Orthopaedics Flashcards
(33 cards)
Why are pelvic fractures important in trauma?
- Represent high energy injury
- Commonly associated with vascular injury
What are complications of pelvic fractures?
- Organ injury eg GI, bladder, genital
- Neurovascular injury
- Skeletal injury including spine
What is the initial management of pelvic fractures?
- Primary and secondary survery simultaneously with volume replacement and resuscitation
- Minimal movement and immobilize - pelvic binder
- Permissive hypotension, early haemorrhage control, early blood products
When should pelvic trauma go to OT for packing?
- Co-existing major abdo/thoracic haemorrage
- Major bleeding from open pelvis
- Unstable with nil angio available
What is angio useful for in pelvic fractures?
- Bleeding from branches of iliac artery
- Isolated pelvic injury
What is the inital assessment and management of unstable spinal injury?

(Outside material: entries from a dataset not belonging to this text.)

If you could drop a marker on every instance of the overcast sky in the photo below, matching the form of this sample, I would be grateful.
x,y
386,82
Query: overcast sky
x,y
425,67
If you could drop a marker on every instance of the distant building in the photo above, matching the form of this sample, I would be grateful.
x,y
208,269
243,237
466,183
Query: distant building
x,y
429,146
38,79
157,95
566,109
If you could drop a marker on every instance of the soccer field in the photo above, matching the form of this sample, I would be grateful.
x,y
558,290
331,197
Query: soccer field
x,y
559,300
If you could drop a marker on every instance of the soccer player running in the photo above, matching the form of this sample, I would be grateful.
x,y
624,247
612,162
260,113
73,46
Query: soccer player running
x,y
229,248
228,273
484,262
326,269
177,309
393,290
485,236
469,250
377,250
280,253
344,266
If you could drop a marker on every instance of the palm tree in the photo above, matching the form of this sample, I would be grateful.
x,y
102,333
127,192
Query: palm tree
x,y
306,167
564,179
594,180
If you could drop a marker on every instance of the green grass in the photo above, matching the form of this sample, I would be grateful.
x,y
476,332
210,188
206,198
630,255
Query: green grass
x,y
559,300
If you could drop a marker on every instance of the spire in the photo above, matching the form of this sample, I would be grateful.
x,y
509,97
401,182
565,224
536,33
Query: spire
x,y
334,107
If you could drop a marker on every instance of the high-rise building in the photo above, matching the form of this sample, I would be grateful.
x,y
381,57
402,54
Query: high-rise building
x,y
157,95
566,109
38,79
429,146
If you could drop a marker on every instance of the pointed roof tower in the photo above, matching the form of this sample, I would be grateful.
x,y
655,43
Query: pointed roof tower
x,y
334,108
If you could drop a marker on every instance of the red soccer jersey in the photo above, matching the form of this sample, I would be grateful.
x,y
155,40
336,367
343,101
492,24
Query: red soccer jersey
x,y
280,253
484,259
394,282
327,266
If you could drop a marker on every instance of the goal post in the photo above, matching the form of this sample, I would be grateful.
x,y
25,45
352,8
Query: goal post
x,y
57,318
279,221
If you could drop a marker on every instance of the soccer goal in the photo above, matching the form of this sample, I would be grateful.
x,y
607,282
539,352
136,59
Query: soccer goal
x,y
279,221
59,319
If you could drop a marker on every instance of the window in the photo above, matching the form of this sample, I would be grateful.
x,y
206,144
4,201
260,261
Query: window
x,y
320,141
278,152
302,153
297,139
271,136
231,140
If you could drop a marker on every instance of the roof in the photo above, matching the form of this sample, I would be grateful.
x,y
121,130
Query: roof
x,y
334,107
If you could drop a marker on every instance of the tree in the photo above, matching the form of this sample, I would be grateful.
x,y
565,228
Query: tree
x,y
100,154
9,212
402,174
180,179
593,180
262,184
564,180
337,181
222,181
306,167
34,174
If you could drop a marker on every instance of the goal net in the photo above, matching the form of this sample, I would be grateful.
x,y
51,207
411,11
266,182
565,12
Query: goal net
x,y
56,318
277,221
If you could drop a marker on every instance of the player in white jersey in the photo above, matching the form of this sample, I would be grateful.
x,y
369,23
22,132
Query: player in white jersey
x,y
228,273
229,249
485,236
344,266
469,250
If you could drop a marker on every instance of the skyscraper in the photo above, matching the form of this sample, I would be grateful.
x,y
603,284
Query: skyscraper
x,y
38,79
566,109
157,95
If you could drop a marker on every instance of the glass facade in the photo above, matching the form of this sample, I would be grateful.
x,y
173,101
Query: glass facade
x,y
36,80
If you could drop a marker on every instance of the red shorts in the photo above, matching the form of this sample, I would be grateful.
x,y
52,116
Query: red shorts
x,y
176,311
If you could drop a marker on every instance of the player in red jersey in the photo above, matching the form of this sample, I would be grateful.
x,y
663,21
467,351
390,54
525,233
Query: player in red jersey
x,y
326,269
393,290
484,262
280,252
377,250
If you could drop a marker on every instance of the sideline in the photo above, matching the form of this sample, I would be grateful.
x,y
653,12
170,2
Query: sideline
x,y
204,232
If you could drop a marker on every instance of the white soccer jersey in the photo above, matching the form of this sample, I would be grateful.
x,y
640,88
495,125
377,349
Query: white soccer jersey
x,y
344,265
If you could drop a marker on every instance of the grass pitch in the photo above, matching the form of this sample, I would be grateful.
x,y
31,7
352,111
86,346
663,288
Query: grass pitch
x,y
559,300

- assess c spine without removing collar
- Radiologically
- Clinically (NEXUS criteria) - GCS 15, not intoxicated, nil distracting injuries
What is neurogenic shock?
loss of sympathetic outflow resulting in a bradycardic, vasoplegic, hypotensive state (distributive shock)
What is the managment of acute spinal cord injury and neurogenic shock?

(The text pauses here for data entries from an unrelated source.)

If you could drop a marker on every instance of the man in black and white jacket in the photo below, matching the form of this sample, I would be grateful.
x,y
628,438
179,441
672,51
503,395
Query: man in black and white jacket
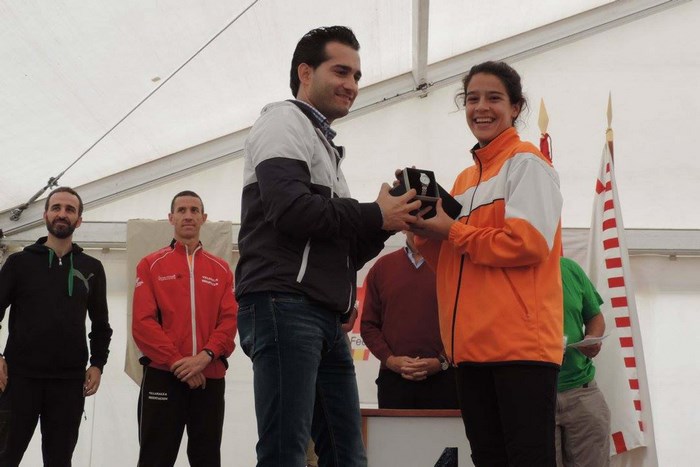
x,y
302,239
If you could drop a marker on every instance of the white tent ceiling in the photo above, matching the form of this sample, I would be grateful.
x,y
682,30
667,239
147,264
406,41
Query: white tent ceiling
x,y
73,70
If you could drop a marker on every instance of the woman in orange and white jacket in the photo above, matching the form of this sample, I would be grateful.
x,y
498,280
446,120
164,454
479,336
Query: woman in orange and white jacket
x,y
498,279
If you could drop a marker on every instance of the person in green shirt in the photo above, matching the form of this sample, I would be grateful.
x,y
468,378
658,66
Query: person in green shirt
x,y
582,416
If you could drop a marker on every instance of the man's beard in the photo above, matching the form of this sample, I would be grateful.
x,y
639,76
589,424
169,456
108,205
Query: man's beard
x,y
60,230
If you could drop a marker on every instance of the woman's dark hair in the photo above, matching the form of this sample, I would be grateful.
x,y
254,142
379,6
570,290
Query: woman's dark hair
x,y
311,49
504,72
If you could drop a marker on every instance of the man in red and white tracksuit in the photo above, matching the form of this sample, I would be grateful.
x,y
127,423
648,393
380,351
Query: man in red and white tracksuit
x,y
184,323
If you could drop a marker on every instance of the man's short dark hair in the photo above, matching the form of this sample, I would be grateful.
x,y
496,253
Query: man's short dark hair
x,y
65,189
311,49
185,193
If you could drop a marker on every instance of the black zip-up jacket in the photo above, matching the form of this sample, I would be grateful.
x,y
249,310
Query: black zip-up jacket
x,y
300,230
48,299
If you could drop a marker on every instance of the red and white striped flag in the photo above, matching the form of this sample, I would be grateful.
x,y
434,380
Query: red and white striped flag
x,y
609,270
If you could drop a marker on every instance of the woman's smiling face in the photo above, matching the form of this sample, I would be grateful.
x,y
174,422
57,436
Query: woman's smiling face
x,y
488,107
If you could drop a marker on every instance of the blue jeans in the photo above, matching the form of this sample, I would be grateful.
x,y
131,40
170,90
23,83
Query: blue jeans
x,y
304,381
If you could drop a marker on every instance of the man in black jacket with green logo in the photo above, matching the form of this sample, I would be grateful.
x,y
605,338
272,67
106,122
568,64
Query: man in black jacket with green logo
x,y
50,286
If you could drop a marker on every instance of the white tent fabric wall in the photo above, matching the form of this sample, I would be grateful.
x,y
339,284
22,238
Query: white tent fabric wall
x,y
650,66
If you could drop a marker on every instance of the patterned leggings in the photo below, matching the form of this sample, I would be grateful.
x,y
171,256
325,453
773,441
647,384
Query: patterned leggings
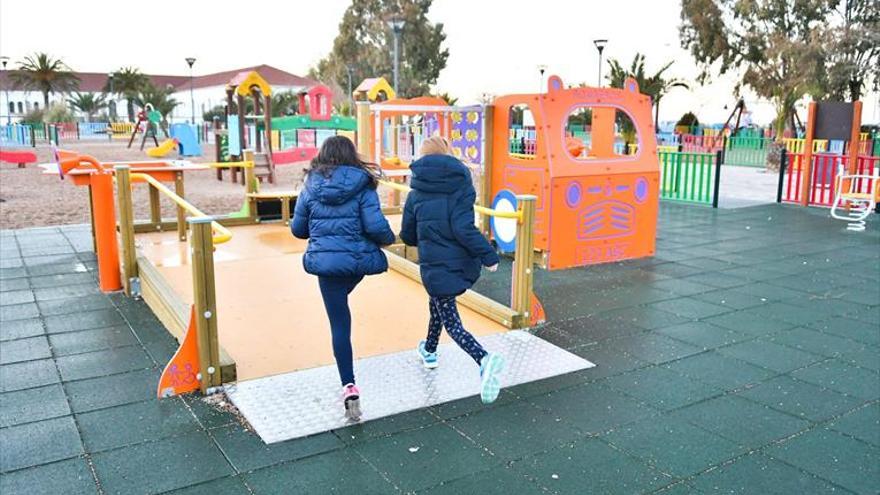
x,y
444,313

A - ?resp failure. Intubate with C spine precautions
B - supplemental O2, lung protective ventilation
C- Large bore access, resuscitate and optomize spinal cord perfusion
D- sequential neurological exam
What is cemented implant syndrome?
- hypoxia, hypotension, arrythmia and CVS collapse
- possibly fat embolism, air embolism or direct effect of the cement (causing release of inflamm mediators)
- typically occurs at cementation, prothesis insertion, reduction of the joint or deflation of the tourniquet
What is the management of cemented implant syndrome?
-Time limited event
- Increase FiO2
- treat RV failure i.e IV fluids, pulm vasodilators
- Inotropes to maintain RV contactility eg dobutamine and milrinone
What is the management of haemorrhage?
- Find the bleeding
- Stop the bleeding
- Rapid and effective restoration of blood volume
Initial measures are pressure, elevation, dressings etc
Invasive measures are sutures, tamponade, IR
Correct coagulopathy (avoiding hypothermia and acidosis)
What is the normal blood product replacement strategy?
1:1:1, PRBC, FFP, Platelets then reassess
Often then 1:1:10 PRBC, FFP, cryo
What parameters/blood tests need to be measured in critical bleeding?
- Temp
- Acid/base
- Hb
- iCa
- Platelets
- Fibrinogen
- APTT/INR
What is crush syndrome?
prolonged ischaemic and muscular damaged leading to rhabdomyolysis and reperfusion injury on release
What is the management of crush syndrome?
- Reduce fractures and splint joints in functional position
- Manage compartment syndrome if present
- Target normal pH and urine output
What are complications of crush syndrome?
Hypovolaemia
Hyperkalemia
Hypocalcaemia
Metabolic acidosis
Acute myoglobinuric renal failure
Acute compartment syndrome
What is compartment syndrome?
- When circulation and tissues within a closed space are compromised by increased pressure leading to ischaemia
What is re-perfusion injury?
- Biochemical change secondary to returning circulation to a previously ischaemic limb
- Increase systemic K, lactate, Co2, vasoactive substances
- causes reduction in systemic blood pressure
What is fat embolism syndrome?
- clinical diagnosis
- triad of: resp changes (dyspnoea/hypoxia), neurological abnormalities eg altered GCS, petechial rash
- higher risk in trauma, delayed immbolisation of fracture and conversvative mx
What is the management of fat embolism syndrome?
- supportive
- early aggressive resus
- Steroid use is controversial
- Usually resolves within 7 days
What are the issues with patients undergoing scolioisis surgery?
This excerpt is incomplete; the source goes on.